The Louisburg Fire Department has a new chief. And he is already well known in the community.

At its April 1 meeting, the Louisburg City Council endorsed Gerald Rittinghouse to be the new chief. Rittinghouse had served as an interim captain with the volunteer fire department while a search for former Fire Chief Paul Richards’ successor took place. Richards retired in fall 2018.

City Administrator Nathan Law said Friday, April 5, that Rittinghouse had accepted the position. The chief will begin his new duties April 23.

“We had a pretty good pool of qualified candidates,” Law said.
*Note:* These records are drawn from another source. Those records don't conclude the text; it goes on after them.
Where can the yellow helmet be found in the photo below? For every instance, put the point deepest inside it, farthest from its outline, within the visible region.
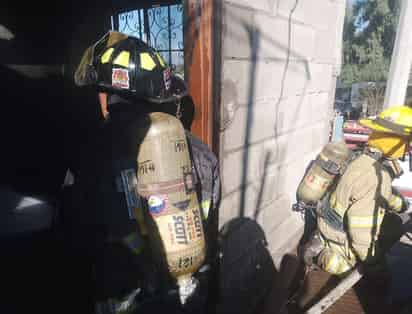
(391, 131)
(395, 120)
(391, 145)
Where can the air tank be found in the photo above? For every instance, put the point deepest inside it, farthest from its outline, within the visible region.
(319, 177)
(165, 181)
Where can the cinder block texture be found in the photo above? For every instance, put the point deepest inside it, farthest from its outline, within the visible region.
(278, 78)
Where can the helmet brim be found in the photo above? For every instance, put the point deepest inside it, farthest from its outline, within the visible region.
(371, 124)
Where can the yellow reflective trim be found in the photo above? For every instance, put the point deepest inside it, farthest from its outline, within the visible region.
(146, 61)
(395, 202)
(122, 59)
(205, 207)
(162, 62)
(106, 56)
(364, 221)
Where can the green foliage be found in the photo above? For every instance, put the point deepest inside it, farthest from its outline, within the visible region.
(368, 39)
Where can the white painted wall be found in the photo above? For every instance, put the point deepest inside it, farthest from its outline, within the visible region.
(279, 67)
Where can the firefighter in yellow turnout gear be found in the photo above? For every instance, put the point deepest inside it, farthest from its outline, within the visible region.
(357, 221)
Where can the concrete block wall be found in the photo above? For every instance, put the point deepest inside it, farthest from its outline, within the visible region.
(280, 59)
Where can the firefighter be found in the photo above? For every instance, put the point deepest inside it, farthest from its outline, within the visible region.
(357, 220)
(133, 80)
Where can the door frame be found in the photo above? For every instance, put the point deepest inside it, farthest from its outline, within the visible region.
(202, 66)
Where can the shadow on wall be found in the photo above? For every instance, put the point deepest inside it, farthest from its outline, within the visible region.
(230, 100)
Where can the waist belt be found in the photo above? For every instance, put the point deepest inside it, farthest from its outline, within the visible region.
(332, 219)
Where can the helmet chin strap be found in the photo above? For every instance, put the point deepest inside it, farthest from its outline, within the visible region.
(178, 108)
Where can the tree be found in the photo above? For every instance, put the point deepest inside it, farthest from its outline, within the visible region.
(368, 38)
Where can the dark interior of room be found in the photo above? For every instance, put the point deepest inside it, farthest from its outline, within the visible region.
(45, 122)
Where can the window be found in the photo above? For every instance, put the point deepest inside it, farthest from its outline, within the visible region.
(161, 27)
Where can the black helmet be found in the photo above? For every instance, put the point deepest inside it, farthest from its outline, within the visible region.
(126, 66)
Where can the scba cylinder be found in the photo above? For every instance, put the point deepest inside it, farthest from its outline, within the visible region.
(319, 177)
(165, 181)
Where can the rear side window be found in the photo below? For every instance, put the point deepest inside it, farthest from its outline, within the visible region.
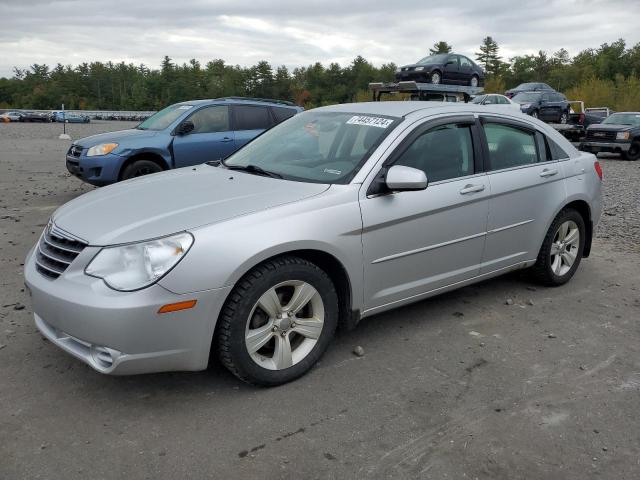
(442, 153)
(510, 146)
(211, 119)
(251, 117)
(282, 113)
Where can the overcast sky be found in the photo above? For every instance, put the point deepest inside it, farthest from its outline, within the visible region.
(299, 32)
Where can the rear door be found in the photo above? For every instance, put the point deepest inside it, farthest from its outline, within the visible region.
(210, 139)
(249, 121)
(452, 69)
(526, 189)
(417, 242)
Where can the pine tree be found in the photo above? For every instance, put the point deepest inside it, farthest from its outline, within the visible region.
(440, 47)
(488, 56)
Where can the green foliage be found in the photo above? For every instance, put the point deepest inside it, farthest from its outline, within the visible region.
(440, 47)
(605, 76)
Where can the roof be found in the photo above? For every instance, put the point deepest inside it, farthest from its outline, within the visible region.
(394, 109)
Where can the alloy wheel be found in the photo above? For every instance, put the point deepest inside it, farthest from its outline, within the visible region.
(564, 249)
(284, 325)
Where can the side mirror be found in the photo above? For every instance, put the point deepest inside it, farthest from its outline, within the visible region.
(400, 178)
(185, 127)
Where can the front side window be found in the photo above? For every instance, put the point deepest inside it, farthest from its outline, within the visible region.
(211, 119)
(465, 62)
(320, 147)
(442, 153)
(251, 117)
(510, 146)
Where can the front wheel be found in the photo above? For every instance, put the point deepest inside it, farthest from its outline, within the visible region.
(277, 322)
(633, 153)
(561, 249)
(140, 168)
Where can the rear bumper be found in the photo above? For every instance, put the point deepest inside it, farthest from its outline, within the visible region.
(613, 147)
(99, 171)
(122, 333)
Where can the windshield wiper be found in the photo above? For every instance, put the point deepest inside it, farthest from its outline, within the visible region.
(253, 169)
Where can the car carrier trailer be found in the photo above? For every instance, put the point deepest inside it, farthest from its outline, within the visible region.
(425, 91)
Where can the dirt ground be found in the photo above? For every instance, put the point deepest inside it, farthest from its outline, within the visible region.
(459, 386)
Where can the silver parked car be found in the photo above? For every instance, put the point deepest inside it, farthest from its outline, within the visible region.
(337, 214)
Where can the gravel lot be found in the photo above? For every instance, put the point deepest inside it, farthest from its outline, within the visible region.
(459, 386)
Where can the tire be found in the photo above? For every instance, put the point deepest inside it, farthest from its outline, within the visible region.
(243, 311)
(554, 269)
(633, 153)
(140, 168)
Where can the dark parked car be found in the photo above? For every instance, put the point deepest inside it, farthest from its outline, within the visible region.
(69, 117)
(445, 68)
(529, 87)
(183, 134)
(618, 133)
(34, 117)
(547, 106)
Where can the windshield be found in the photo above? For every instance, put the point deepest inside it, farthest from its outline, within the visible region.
(623, 119)
(319, 147)
(439, 58)
(526, 97)
(164, 118)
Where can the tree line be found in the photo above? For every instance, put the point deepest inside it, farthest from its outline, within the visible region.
(609, 74)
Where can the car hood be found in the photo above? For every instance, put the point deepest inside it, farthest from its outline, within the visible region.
(611, 127)
(174, 201)
(119, 136)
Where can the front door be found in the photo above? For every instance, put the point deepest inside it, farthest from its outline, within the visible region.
(526, 188)
(210, 139)
(417, 242)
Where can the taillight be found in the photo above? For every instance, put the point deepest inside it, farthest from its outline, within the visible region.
(598, 168)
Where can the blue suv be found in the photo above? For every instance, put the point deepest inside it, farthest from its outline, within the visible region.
(182, 134)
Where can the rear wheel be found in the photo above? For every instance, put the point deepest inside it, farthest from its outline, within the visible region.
(277, 321)
(561, 249)
(140, 168)
(633, 153)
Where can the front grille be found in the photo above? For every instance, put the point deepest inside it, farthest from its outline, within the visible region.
(596, 135)
(56, 251)
(75, 151)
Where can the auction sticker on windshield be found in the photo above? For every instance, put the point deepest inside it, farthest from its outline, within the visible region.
(370, 121)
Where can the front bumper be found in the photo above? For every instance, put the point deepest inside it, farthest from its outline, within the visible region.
(99, 171)
(122, 333)
(612, 147)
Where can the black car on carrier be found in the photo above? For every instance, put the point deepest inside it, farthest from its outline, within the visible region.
(618, 133)
(443, 68)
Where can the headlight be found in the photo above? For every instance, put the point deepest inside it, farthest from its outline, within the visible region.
(622, 136)
(138, 265)
(101, 149)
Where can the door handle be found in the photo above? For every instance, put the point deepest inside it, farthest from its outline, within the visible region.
(548, 172)
(471, 189)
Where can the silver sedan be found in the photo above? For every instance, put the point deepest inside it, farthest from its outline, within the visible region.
(335, 215)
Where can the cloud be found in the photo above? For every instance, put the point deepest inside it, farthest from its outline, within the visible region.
(295, 33)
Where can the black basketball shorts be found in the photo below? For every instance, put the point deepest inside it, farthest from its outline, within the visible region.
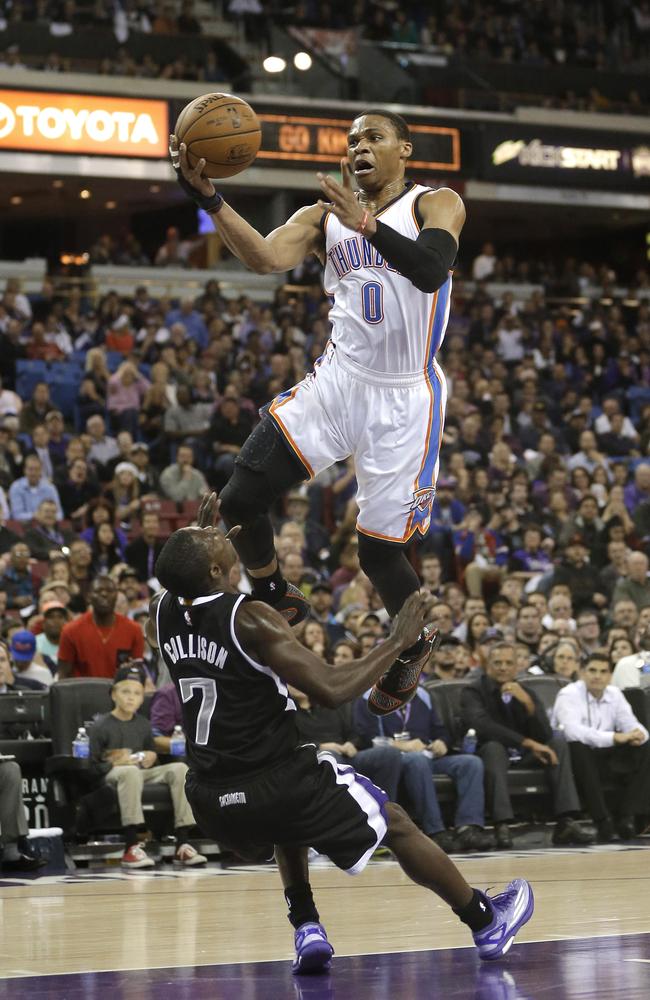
(307, 800)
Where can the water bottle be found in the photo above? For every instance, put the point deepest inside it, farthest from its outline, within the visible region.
(469, 741)
(81, 744)
(177, 742)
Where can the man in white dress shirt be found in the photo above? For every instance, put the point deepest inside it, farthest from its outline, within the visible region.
(608, 745)
(634, 670)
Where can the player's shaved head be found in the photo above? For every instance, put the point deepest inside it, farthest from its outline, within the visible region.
(194, 561)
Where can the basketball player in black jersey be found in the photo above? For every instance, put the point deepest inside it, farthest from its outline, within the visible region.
(251, 784)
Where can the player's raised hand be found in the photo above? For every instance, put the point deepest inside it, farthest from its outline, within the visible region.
(341, 199)
(207, 512)
(413, 617)
(191, 179)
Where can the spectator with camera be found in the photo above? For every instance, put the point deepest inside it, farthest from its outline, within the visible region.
(607, 743)
(123, 751)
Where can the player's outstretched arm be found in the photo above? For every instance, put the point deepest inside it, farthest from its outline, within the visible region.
(426, 260)
(266, 637)
(284, 248)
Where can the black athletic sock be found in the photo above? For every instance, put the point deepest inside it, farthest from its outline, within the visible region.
(302, 909)
(130, 836)
(477, 914)
(269, 588)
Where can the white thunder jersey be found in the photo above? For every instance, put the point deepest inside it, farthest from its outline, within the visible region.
(377, 393)
(380, 320)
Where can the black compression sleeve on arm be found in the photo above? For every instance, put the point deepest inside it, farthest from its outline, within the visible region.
(425, 261)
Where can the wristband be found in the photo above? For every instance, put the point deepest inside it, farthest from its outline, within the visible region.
(364, 222)
(211, 203)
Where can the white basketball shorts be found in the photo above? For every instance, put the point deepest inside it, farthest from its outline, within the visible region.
(392, 428)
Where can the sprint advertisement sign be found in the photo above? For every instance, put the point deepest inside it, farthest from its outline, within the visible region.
(82, 123)
(567, 157)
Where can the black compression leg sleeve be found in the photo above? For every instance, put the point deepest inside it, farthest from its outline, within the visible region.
(389, 570)
(264, 470)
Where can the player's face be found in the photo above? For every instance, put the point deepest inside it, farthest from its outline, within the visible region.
(377, 156)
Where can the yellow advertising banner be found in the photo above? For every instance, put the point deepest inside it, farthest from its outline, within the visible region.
(82, 123)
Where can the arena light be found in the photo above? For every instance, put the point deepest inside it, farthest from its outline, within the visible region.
(302, 61)
(274, 64)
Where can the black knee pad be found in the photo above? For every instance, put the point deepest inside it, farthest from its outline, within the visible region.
(244, 497)
(376, 556)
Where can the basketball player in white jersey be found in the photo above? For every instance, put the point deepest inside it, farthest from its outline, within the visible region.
(377, 393)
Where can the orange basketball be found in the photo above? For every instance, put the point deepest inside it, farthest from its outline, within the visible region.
(222, 129)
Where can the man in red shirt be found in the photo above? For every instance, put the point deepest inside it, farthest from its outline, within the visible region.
(96, 643)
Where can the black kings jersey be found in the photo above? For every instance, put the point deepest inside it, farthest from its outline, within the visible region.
(237, 713)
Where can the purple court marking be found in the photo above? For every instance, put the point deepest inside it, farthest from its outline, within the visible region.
(607, 968)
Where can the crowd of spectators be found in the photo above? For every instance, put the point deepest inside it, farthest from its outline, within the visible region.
(540, 530)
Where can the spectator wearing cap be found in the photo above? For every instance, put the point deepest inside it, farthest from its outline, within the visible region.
(122, 750)
(28, 492)
(607, 743)
(321, 600)
(317, 540)
(36, 408)
(103, 447)
(228, 430)
(633, 671)
(96, 643)
(17, 580)
(55, 615)
(147, 475)
(576, 572)
(58, 440)
(77, 489)
(126, 390)
(43, 535)
(23, 651)
(636, 585)
(512, 727)
(181, 481)
(142, 552)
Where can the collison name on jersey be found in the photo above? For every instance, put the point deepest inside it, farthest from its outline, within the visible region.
(196, 647)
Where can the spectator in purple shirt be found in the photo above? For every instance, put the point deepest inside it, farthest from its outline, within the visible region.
(164, 714)
(639, 491)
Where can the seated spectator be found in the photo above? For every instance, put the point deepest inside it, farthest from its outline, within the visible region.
(181, 481)
(143, 551)
(562, 659)
(633, 670)
(607, 743)
(55, 615)
(23, 652)
(636, 585)
(96, 643)
(321, 600)
(28, 492)
(102, 447)
(43, 537)
(512, 728)
(105, 550)
(17, 580)
(36, 409)
(124, 493)
(426, 747)
(126, 390)
(122, 750)
(77, 490)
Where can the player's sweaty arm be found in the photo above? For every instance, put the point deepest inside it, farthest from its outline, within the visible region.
(284, 248)
(425, 261)
(267, 638)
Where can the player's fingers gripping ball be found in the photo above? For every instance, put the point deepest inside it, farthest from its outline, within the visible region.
(400, 682)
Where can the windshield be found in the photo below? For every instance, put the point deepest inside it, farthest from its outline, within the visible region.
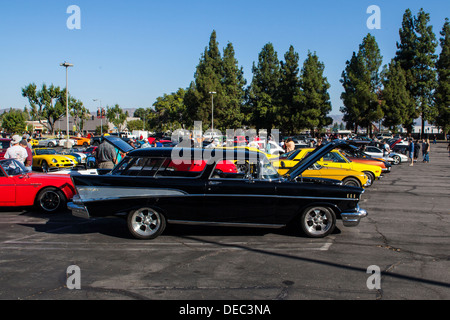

Rittinghouse stood out for his leadership capabilities, his 32 years of experience in firefighting service, and his familiarity with the Louisburg department — having been a volunteer with the department for a number of years, Law said.

Rittinghouse’s other professional experience includes serving 28 years at Johnson County Fire District No. 2 and four years of service with the Shawnee Rescue Squad. Chief Rittinghouse is credentialed as a Fire Officer by the University of Kansas. He also attended Hutchison Community College for his High Angle Rescue certification.

Louisburg has 21 volunteer firefighters which Rittinghouse praised for their professionalism and dedication.

“We’ve already made several changes since September,” Rittinghouse said of the interim between full-time chiefs. “One was changing some radio terminology.”

Rittinghouse said he thought Miami County commissioners made the right choice to hire a consultant to determine the best way to convert all the agencies in the county to a standard radio system. He said being able to communicate between departments is essential. The consultant’s review is ongoing.

Rittinghouse has been an avid off-road adventurer for numerous years. In his down time, the chief enjoys going to the Mark Twain National Forest (Missouri) or the Ouachita National Forest (Arkansas), he said.

Chief Rittinghouse said he is pleased to have this opportunity to lead the department. He said the public might not realize that about 85 percent of the fire department’s calls are for medical emergencies and vehicle accidents. Only about 15 percent are actually fire-related. But he emphasized understanding the proper way to handle each fire situation through training is an essential part of the job.

“We are committed to doing the right thing for community safety and firefighter safety,” Rittinghouse said. “We have an open concept, with firefighters out in the public to let them know we are here to protect them and to be sure every firefighter comes home.”